I'll leave it to you to verify that the definitions are equivalent and consistent with what I described before.
A: My bad. I totally misunderstood your original confusion, but I think I get it now (I've removed my previous posts). So your chart is a subset $U\subset M$ and a homeomorphism $\varphi$ to an open set of $\mathbb{R}^n$. To pinpoint the location of $\varphi(p)\in \mathbb{R}^n$, we need to express it in coordinates $(x_1,...,x_n)$. At each point of $U$, the coordinate directions have to span $\mathbb{R}^n\cong T_xM$. These are the $(\frac{\partial}{\partial x_1}|_x,...,\frac{\partial}{\partial x_n}|_x)$ from your 2nd question. When these directions are orthogonal (orthonormal), we say the coordinate chart is orthogonal (orthonormal).
A: This is not a complete answer, but just what I'm thinking, perhaps you could fill the gaps.
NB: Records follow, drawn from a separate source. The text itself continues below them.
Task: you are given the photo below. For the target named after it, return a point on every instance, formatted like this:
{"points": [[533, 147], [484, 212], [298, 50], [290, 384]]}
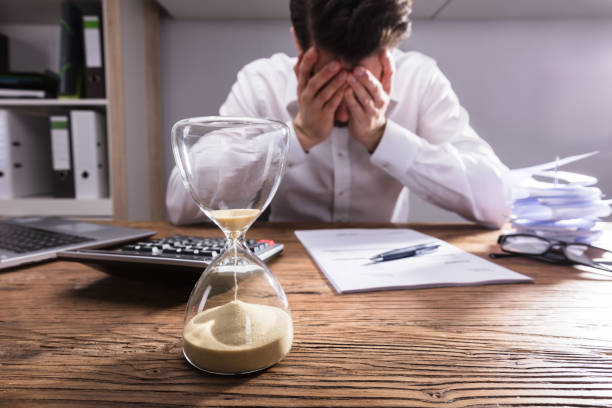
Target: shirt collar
{"points": [[291, 91]]}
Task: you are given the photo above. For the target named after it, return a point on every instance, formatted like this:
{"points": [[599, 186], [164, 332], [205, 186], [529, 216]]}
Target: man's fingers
{"points": [[332, 104], [361, 94], [322, 77], [388, 71], [352, 104], [297, 64], [370, 84], [305, 68], [330, 89]]}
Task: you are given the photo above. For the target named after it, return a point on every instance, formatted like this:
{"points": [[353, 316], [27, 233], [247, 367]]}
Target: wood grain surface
{"points": [[71, 336]]}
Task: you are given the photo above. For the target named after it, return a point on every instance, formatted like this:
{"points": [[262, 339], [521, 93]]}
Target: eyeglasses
{"points": [[554, 251]]}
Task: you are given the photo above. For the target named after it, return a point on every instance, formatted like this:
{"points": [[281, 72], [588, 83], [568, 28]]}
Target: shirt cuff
{"points": [[296, 153], [397, 150]]}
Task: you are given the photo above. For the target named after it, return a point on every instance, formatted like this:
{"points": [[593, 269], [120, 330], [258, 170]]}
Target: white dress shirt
{"points": [[428, 147]]}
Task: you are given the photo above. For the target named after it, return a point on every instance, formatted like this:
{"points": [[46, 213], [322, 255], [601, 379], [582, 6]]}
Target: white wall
{"points": [[534, 89]]}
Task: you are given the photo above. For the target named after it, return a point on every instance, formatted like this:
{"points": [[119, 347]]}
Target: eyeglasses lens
{"points": [[589, 255], [523, 244]]}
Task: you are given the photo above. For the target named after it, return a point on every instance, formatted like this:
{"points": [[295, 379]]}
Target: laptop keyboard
{"points": [[187, 247], [21, 239]]}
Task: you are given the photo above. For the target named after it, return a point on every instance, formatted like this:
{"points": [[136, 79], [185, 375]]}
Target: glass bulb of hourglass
{"points": [[237, 318]]}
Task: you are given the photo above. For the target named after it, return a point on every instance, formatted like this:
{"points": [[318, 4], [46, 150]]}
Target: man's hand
{"points": [[318, 98], [367, 100]]}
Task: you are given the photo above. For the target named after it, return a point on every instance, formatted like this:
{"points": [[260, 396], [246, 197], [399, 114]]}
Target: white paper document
{"points": [[343, 255]]}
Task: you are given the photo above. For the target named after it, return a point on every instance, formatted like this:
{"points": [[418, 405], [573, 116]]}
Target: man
{"points": [[369, 123]]}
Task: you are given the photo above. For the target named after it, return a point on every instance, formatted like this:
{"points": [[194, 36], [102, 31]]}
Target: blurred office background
{"points": [[535, 75]]}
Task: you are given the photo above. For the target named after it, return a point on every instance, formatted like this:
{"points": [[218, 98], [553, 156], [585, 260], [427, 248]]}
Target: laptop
{"points": [[31, 239]]}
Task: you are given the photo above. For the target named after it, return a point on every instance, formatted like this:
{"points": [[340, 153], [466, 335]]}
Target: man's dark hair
{"points": [[350, 29]]}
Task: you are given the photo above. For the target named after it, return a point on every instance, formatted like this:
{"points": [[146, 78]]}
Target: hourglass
{"points": [[237, 318]]}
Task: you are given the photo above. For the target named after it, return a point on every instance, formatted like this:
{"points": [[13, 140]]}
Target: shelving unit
{"points": [[131, 31]]}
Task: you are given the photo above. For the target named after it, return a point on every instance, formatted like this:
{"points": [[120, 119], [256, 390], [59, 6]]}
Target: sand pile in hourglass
{"points": [[237, 336]]}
The differential of the map $\Phi=\psi^{-1}\circ F\circ \varphi$ is an $n\times m$ matrix. It is the product of the $n\times n$ matrix $D\psi^{-1}$, the $n\times m$ matrix $DF$, and the $m\times m$ matrix $D\varphi$. But this map vanishes on the $(m-n)-$dimensional subspace corresponding to the preimage of $\ker DF$ in $T_x\mathbb{R}^m\cong \mathbb{R}^m$. So the interesting stuff happens on an $\mathbb{R}^n$ sitting inside of $\mathbb{R}^m$ and we can view the composition as $$[D\Phi_|]_{n\times n}=[D\psi]^{-1}_{n\times n}[DF_|]_{n\times n}[D\varphi_|]_{n\times n}$$ and the determinant of this matrix makes sense. Then we can rewrite as $$[DF_|]=[D\psi][D\Phi_|][D\varphi_|]^{-1}$$ and we have $$\det(DF_|)=\frac{\det(D\psi)\det(D\Phi_|)}{\det(D\varphi_|)}.$$ From here, I kinda see the denominator of your first definition; I'm not quite sure about the numerator though.